Reputation: 11
I have a Python 2.7 code which retrieves a base64 encoded response from a server. This response is decoded using base64
module (b64decode
/ decodestring
functions, returning str
). Its decoded content has the Unicode code points of the original strings.
I need to convert these Unicode code points to UTF-8.

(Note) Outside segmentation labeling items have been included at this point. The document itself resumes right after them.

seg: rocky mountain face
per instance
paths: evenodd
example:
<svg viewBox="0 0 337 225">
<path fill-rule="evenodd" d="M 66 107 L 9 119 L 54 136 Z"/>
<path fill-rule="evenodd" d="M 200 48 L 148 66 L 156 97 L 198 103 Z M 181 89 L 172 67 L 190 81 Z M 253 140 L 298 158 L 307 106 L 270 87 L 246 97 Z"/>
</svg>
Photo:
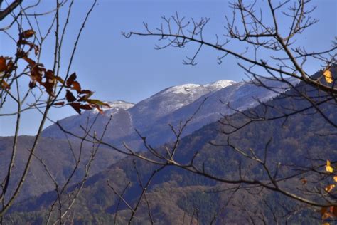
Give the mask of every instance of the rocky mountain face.
<svg viewBox="0 0 337 225">
<path fill-rule="evenodd" d="M 275 88 L 286 88 L 282 83 L 266 82 Z M 153 145 L 159 145 L 174 138 L 168 124 L 178 128 L 180 122 L 188 120 L 199 107 L 199 112 L 183 136 L 223 115 L 233 113 L 235 111 L 226 105 L 228 103 L 235 110 L 242 110 L 257 105 L 258 100 L 267 101 L 278 94 L 251 83 L 226 80 L 207 85 L 185 84 L 166 88 L 135 105 L 123 101 L 112 102 L 109 103 L 111 108 L 105 109 L 102 115 L 98 115 L 97 110 L 89 111 L 59 122 L 65 130 L 81 135 L 85 133 L 83 127 L 90 127 L 95 121 L 91 132 L 95 131 L 100 135 L 111 117 L 105 140 L 117 146 L 125 141 L 132 147 L 139 149 L 142 142 L 134 131 L 136 129 Z M 63 132 L 56 125 L 45 129 L 43 135 L 64 137 Z"/>
<path fill-rule="evenodd" d="M 280 88 L 283 87 L 281 83 L 269 85 Z M 108 103 L 110 107 L 104 108 L 102 114 L 95 110 L 86 111 L 80 115 L 71 116 L 59 122 L 65 130 L 80 136 L 85 133 L 85 127 L 89 127 L 87 129 L 90 129 L 90 133 L 93 134 L 95 132 L 99 137 L 106 127 L 105 140 L 117 146 L 120 146 L 120 143 L 124 141 L 135 150 L 141 150 L 142 142 L 134 129 L 146 135 L 149 143 L 152 146 L 159 146 L 174 139 L 168 124 L 178 127 L 181 121 L 183 122 L 191 117 L 199 107 L 200 110 L 195 115 L 181 137 L 217 121 L 224 115 L 235 112 L 225 105 L 227 103 L 230 103 L 230 107 L 235 109 L 244 110 L 259 104 L 254 98 L 263 102 L 277 95 L 273 90 L 244 82 L 220 80 L 204 85 L 187 84 L 165 89 L 136 105 L 124 101 L 110 102 Z M 205 98 L 207 99 L 205 100 Z M 106 126 L 109 121 L 109 124 Z M 71 137 L 70 135 L 68 137 Z M 85 142 L 82 145 L 77 139 L 70 138 L 70 145 L 65 137 L 64 132 L 57 125 L 50 126 L 44 130 L 36 152 L 37 157 L 51 168 L 51 172 L 60 182 L 65 182 L 74 167 L 75 159 L 72 150 L 77 156 L 80 152 L 82 152 L 83 158 L 87 158 L 92 151 L 90 143 Z M 25 147 L 29 146 L 33 140 L 33 137 L 28 136 L 19 138 L 18 151 L 22 153 L 17 158 L 16 169 L 18 174 L 23 169 L 21 162 L 25 162 L 27 158 L 28 151 Z M 1 159 L 9 159 L 11 141 L 11 137 L 0 137 Z M 101 146 L 100 151 L 100 154 L 95 157 L 91 174 L 105 169 L 121 157 L 121 155 L 105 146 Z M 43 191 L 53 188 L 53 181 L 48 179 L 43 165 L 38 159 L 34 160 L 34 165 L 22 192 L 22 198 L 38 195 Z M 8 162 L 0 162 L 1 177 L 5 174 L 4 168 L 6 168 Z M 85 162 L 85 160 L 82 166 L 84 167 Z M 82 177 L 81 171 L 83 169 L 82 167 L 76 174 L 73 179 L 73 182 Z M 18 177 L 18 175 L 16 180 Z M 44 177 L 46 182 L 38 182 L 39 177 Z M 14 180 L 15 181 L 16 179 Z M 36 187 L 35 184 L 39 184 Z"/>
<path fill-rule="evenodd" d="M 244 88 L 245 85 L 232 85 L 235 90 Z M 299 85 L 299 90 L 307 88 Z M 312 90 L 312 88 L 309 87 L 308 90 Z M 242 95 L 239 95 L 236 101 L 241 98 L 245 98 L 242 92 L 240 93 Z M 311 94 L 314 94 L 312 91 Z M 259 105 L 245 110 L 245 112 L 260 117 L 266 116 L 272 118 L 282 115 L 280 112 L 285 113 L 288 110 L 301 110 L 310 105 L 309 102 L 296 97 L 296 91 L 290 90 L 284 95 L 268 101 L 270 106 L 268 110 L 266 111 L 265 105 Z M 242 105 L 238 104 L 237 107 L 239 105 Z M 293 107 L 291 110 L 289 106 Z M 337 122 L 336 104 L 327 103 L 319 108 L 327 117 Z M 261 164 L 252 162 L 226 145 L 229 137 L 232 145 L 247 150 L 247 152 L 250 152 L 250 149 L 253 150 L 260 157 L 263 157 L 266 145 L 271 140 L 267 155 L 264 155 L 268 157 L 268 166 L 274 169 L 273 165 L 280 166 L 277 177 L 296 174 L 296 169 L 291 169 L 292 164 L 306 168 L 308 164 L 319 164 L 321 160 L 325 162 L 328 158 L 335 162 L 337 159 L 336 137 L 323 135 L 333 133 L 335 128 L 323 120 L 319 113 L 315 112 L 314 109 L 307 112 L 292 115 L 287 121 L 284 118 L 279 118 L 252 122 L 231 135 L 219 132 L 226 127 L 218 122 L 208 124 L 181 140 L 175 160 L 181 164 L 188 164 L 198 152 L 193 159 L 195 166 L 213 176 L 224 179 L 237 179 L 244 174 L 245 177 L 250 177 L 251 180 L 265 179 L 268 181 L 267 174 Z M 246 119 L 240 113 L 228 117 L 232 124 L 236 125 L 245 123 Z M 212 145 L 210 142 L 219 145 Z M 166 146 L 169 148 L 171 145 Z M 157 150 L 164 151 L 164 148 L 158 148 Z M 147 156 L 151 157 L 150 154 Z M 317 160 L 314 162 L 312 159 Z M 127 223 L 131 212 L 107 185 L 107 181 L 114 187 L 118 193 L 123 193 L 129 204 L 135 206 L 141 194 L 139 177 L 137 175 L 135 167 L 143 184 L 146 182 L 154 171 L 160 168 L 144 160 L 136 159 L 135 162 L 134 160 L 134 157 L 124 158 L 87 180 L 81 197 L 70 213 L 75 224 L 109 224 L 114 219 L 117 219 L 117 224 Z M 310 178 L 309 176 L 306 177 Z M 282 187 L 291 192 L 303 189 L 301 178 L 301 176 L 295 176 L 287 181 L 287 184 L 283 184 Z M 125 189 L 126 187 L 127 189 Z M 310 194 L 306 197 L 310 197 Z M 55 193 L 50 192 L 21 202 L 14 208 L 11 219 L 25 223 L 43 221 L 43 216 L 48 212 L 45 206 L 55 198 Z M 151 219 L 155 223 L 164 224 L 181 223 L 184 220 L 191 221 L 191 224 L 208 224 L 212 221 L 215 224 L 244 224 L 254 219 L 257 209 L 259 210 L 257 216 L 262 215 L 266 224 L 274 224 L 273 219 L 278 214 L 275 216 L 271 209 L 281 210 L 277 211 L 279 212 L 283 209 L 285 214 L 289 213 L 287 209 L 298 209 L 296 202 L 285 199 L 282 194 L 261 189 L 237 189 L 236 185 L 225 185 L 172 166 L 166 167 L 156 174 L 146 190 L 146 199 L 148 204 L 144 200 L 139 205 L 134 220 L 135 224 L 147 224 Z M 228 204 L 230 202 L 231 204 Z M 152 219 L 149 216 L 149 209 Z M 301 209 L 304 209 L 304 212 L 291 216 L 288 223 L 313 224 L 320 222 L 315 220 L 316 219 L 311 216 L 303 206 Z M 284 219 L 289 216 L 282 215 L 281 213 L 279 221 L 284 224 Z M 261 221 L 257 219 L 255 221 L 259 224 Z"/>
</svg>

The original string has a substring content "Não". When I decode the responded string, it shows:
>>> encoded_str = ... # server response
>>> decoded_str = base64.b64decode(encoded_str)
>>> type(decoded_str)
<type 'str'>
>>> decoded_str[x:y]
'N\xe3o'
When I try to encode to UTF-8, it leads to errors as
>>> (decode_str[x:y]).encode('utf-8')
UnicodeDecodeError: 'ascii' codec can't decode byte 0xe3 in position 2: ordinal not in range(128)
However, when this string is manually written in Unicode type, I can correctly convert it to my desired UTF-8 string.
>>> test_str = u'N\xe3o'
>>> test.encode('utf-8')
'N\xc3\xa3o'
I have to retrieve this response from the server and correctly generate an UTF-8 string which can be printed as "Não", how can I do this in Python 2?
Upvotes: 1
Views: 533
Reputation: 189417
You want to decode
, not encode
the byte string.
Think of it like this: a Unicode string was encoded into bytes, and these bytes were further encoded into base64.
To reverse this, you need to reverse both encodings, in the opposite order.
However, the sample you show most definitely isn't a valid UTF-8 byte string - 0xE3 in isolation is not a valid UTF-8 encoding. Most likely, the Unicode string was encoded using Latin-1 or a related encoding (the sample is much too small to establish this conclusively; other common candidates are the fugly Windows code page CP1252 and Latin-9).
Upvotes: 2